Posted by Sean Owen <so...@cloudera.com>.
My guess is you're asking for all cores of all machines but the driver
needs at least one core, so one executor is unable to find a machine to fit
on.
On Nov 18, 2014 7:04 PM, "Alan Prando" <al...@scanboo.com.br> wrote:

> Hi Folks!
>
> I'm running Spark on YARN cluster installed with Cloudera Manager Express.
> The cluster has 1 master and 3 slaves, each machine with 32 cores and 64G
> RAM.
>
> My spark's job is working fine, however it seems that just 2 of 3 slaves
> are working (htop shows 2 slaves working 100% on 32 cores, and 1 slaves
> without any processing).
>
> I'm using this command:
> ./spark-submit --master yarn --num-executors 3 --executor-cores 32
>  --executor-memory 32g feature_extractor.py -r 390
>
> Additionaly, spark's log testify communications with 2 slaves only:
> 14/11/18 17:19:38 INFO YarnClientSchedulerBackend: Registered executor:
> Actor[akka.tcp://sparkExecutor@ip-172-31-13-180.ec2.internal:33177/user/Executor#-113177469]
> with ID 1
> 14/11/18 17:19:38 INFO RackResolver: Resolved
> ip-172-31-13-180.ec2.internal to /default
> 14/11/18 17:19:38 INFO YarnClientSchedulerBackend: Registered executor:
> Actor[akka.tcp://sparkExecutor@ip-172-31-13-179.ec2.internal:51859/user/Executor#-323896724]
> with ID 2
> 14/11/18 17:19:38 INFO RackResolver: Resolved
> ip-172-31-13-179.ec2.internal to /default
> 14/11/18 17:19:38 INFO BlockManagerMasterActor: Registering block manager
> ip-172-31-13-180.ec2.internal:50959 with 16.6 GB RAM
> 14/11/18 17:19:39 INFO BlockManagerMasterActor: Registering block manager
> ip-172-31-13-179.ec2.internal:53557 with 16.6 GB RAM
> 14/11/18 17:19:51 INFO YarnClientSchedulerBackend: SchedulerBackend is
> ready for scheduling beginning after waiting
> maxRegisteredResourcesWaitingTime: 30000(ms)
>
> Is there a configuration to call spark's job on YARN cluster with all
> slaves?
>
> Thanks in advance! =]
>
> ---
> Regards
> Alan Vidotti Prando.
>
>
>

Re: Spark on YARN

Posted by Marcelo Vanzin <va...@cloudera.com>.
Can you check in your RM's web UI how much of each resource does Yarn
think you have available?
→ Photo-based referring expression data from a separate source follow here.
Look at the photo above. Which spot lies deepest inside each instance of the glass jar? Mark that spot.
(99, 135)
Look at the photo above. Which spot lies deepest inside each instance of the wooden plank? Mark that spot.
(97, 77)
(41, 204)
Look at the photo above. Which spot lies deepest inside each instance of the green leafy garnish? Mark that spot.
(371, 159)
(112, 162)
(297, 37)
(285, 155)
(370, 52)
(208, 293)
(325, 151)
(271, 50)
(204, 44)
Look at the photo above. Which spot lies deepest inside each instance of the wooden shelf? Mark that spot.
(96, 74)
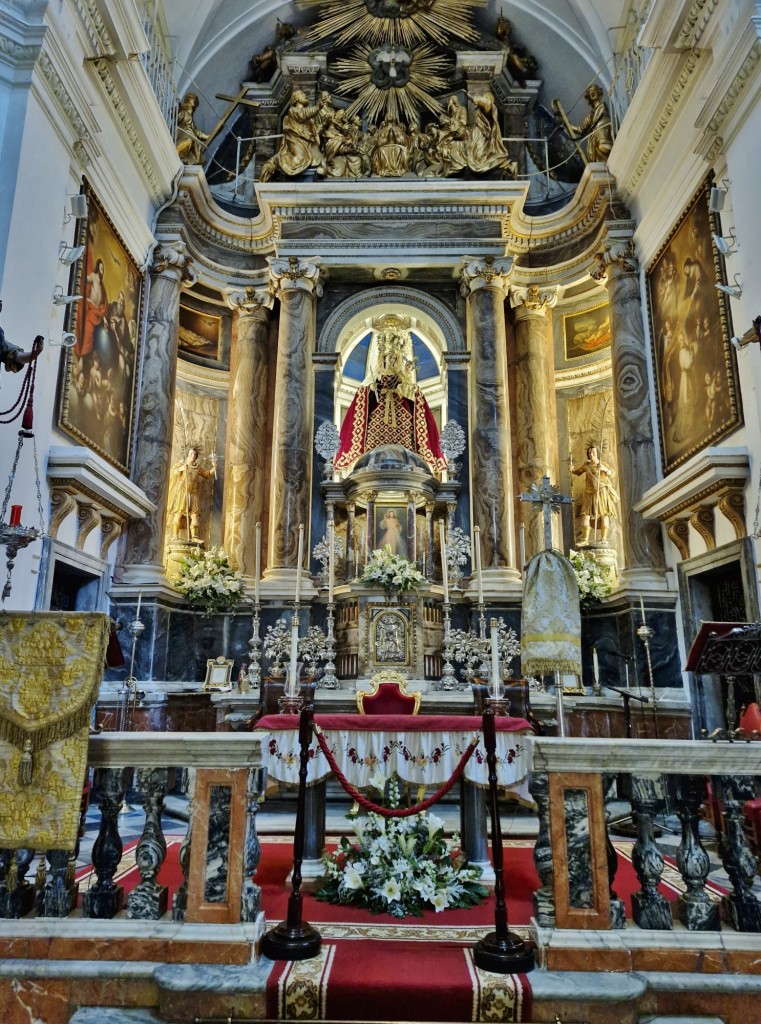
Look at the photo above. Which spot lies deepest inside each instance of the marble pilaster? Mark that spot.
(534, 401)
(144, 554)
(247, 427)
(296, 284)
(643, 552)
(484, 283)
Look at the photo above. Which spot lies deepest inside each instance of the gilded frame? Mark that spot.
(97, 378)
(696, 387)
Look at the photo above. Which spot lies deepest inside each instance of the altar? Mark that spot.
(422, 750)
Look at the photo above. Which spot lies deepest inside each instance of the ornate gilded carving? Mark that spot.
(732, 506)
(61, 505)
(678, 531)
(703, 522)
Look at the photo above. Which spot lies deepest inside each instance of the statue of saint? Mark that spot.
(191, 140)
(600, 499)
(184, 496)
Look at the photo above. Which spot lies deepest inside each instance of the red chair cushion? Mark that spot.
(388, 700)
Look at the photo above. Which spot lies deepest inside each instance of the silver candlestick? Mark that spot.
(449, 679)
(253, 674)
(330, 680)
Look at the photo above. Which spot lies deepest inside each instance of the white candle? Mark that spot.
(445, 579)
(257, 569)
(521, 543)
(496, 680)
(477, 549)
(294, 688)
(298, 561)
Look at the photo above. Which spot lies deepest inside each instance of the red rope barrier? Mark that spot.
(394, 812)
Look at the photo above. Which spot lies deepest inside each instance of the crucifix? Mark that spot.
(551, 502)
(235, 102)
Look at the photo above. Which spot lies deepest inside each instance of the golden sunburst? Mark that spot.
(406, 22)
(419, 76)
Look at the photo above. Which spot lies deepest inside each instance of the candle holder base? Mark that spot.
(291, 706)
(507, 954)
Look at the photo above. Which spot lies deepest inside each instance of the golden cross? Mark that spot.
(235, 101)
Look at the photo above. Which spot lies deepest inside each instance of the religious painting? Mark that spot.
(587, 331)
(695, 371)
(98, 373)
(200, 333)
(390, 528)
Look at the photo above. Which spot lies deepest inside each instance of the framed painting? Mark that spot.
(695, 370)
(200, 333)
(390, 528)
(98, 373)
(587, 331)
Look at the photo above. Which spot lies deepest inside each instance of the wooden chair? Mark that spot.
(388, 696)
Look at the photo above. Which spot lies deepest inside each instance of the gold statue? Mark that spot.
(600, 499)
(191, 140)
(184, 496)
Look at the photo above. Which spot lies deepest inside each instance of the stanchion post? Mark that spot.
(501, 951)
(295, 938)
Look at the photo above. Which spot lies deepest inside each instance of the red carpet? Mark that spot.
(397, 981)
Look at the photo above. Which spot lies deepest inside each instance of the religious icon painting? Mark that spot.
(390, 528)
(587, 331)
(200, 333)
(695, 369)
(98, 374)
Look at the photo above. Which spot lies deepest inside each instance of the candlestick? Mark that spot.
(477, 548)
(445, 578)
(298, 563)
(257, 568)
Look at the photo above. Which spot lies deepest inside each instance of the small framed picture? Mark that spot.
(218, 674)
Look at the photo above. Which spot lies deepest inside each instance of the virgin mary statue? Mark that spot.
(389, 408)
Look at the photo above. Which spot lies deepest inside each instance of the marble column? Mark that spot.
(643, 552)
(536, 439)
(296, 284)
(247, 427)
(144, 548)
(484, 284)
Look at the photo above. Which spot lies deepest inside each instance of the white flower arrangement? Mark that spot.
(594, 583)
(208, 581)
(393, 573)
(399, 865)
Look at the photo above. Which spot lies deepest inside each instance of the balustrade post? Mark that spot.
(251, 893)
(104, 899)
(741, 908)
(695, 908)
(149, 900)
(544, 898)
(649, 907)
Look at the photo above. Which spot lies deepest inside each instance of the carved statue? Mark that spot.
(600, 500)
(191, 140)
(299, 148)
(184, 496)
(11, 356)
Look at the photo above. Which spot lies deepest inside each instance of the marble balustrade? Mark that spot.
(219, 854)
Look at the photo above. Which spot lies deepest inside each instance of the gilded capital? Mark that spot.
(295, 273)
(249, 301)
(531, 300)
(489, 271)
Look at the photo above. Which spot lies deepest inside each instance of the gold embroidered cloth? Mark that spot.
(551, 620)
(51, 665)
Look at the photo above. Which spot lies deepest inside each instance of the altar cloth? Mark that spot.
(423, 750)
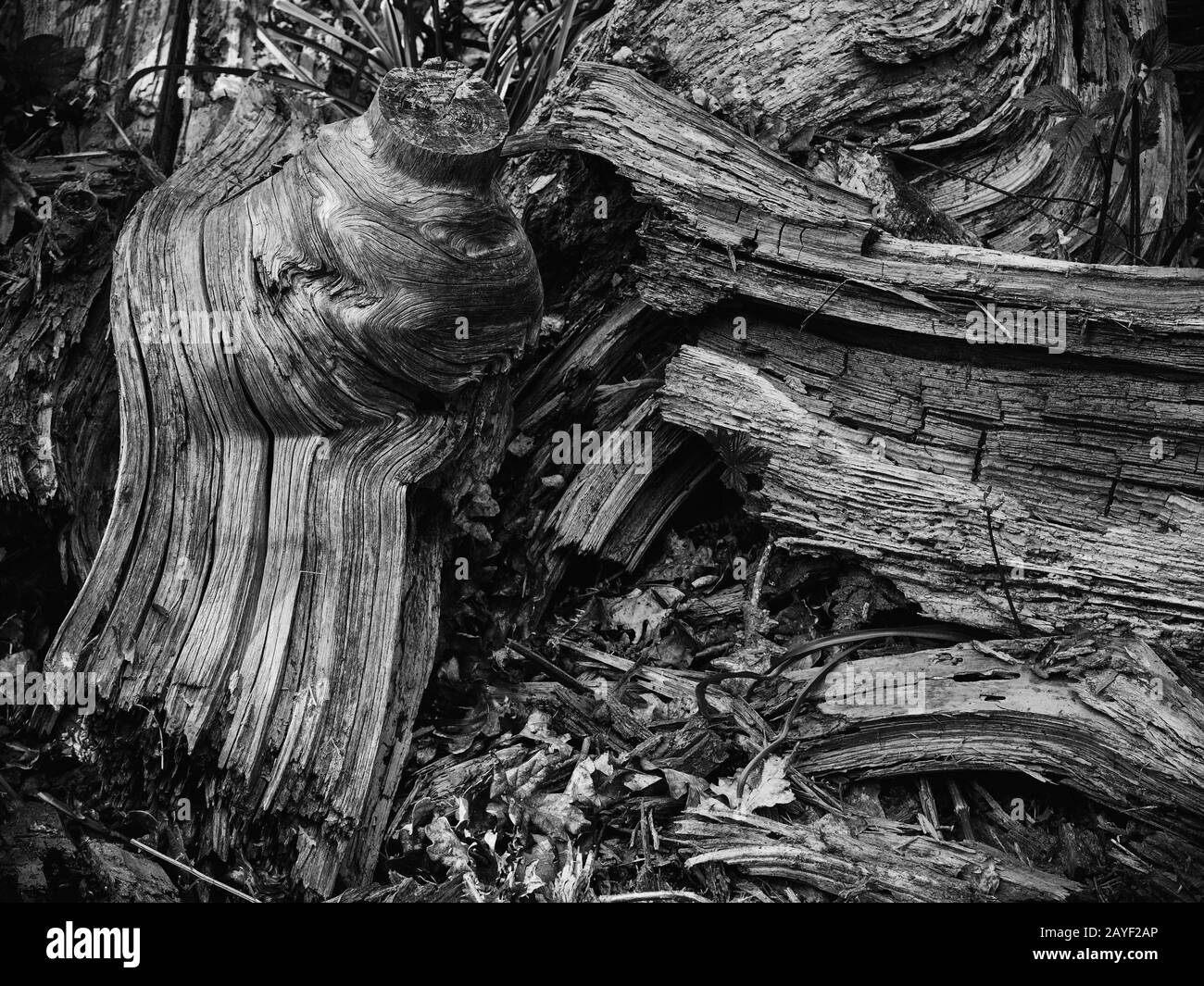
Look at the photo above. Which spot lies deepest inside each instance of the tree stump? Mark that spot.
(312, 328)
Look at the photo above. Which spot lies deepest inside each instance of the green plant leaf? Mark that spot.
(1152, 48)
(1107, 106)
(1186, 59)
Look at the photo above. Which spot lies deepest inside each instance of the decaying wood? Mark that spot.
(870, 860)
(935, 81)
(311, 328)
(1103, 717)
(890, 437)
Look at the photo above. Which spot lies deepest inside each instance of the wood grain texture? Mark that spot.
(890, 435)
(934, 79)
(269, 580)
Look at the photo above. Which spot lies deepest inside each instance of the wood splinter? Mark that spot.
(312, 328)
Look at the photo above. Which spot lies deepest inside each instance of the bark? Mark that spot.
(935, 83)
(306, 393)
(895, 447)
(1100, 716)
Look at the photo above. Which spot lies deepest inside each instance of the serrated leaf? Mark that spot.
(1071, 136)
(1056, 99)
(1108, 104)
(771, 789)
(1152, 48)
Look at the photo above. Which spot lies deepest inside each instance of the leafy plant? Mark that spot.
(1086, 131)
(517, 52)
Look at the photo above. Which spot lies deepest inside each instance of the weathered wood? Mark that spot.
(1055, 445)
(1103, 717)
(937, 81)
(311, 329)
(871, 860)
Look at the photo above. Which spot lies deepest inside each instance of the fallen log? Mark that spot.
(311, 327)
(966, 473)
(872, 860)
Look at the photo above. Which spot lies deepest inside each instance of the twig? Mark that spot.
(1003, 580)
(149, 167)
(549, 668)
(654, 894)
(95, 826)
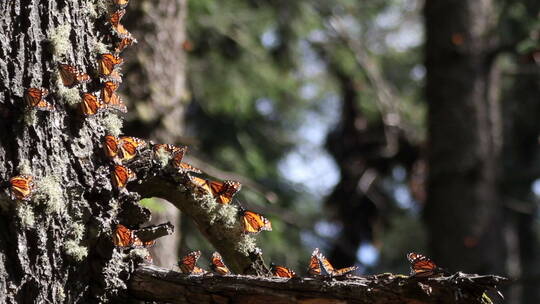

You can also check that in the Yarn
configuration directly.

Perhaps it's not configured to use all of the available resources. (If
it was set up with Cloudera Manager, CM will reserve some room for
daemons that need to run on each machine, so it won't tell Yarn to
make all 32 cores / 64 GB available for applications.)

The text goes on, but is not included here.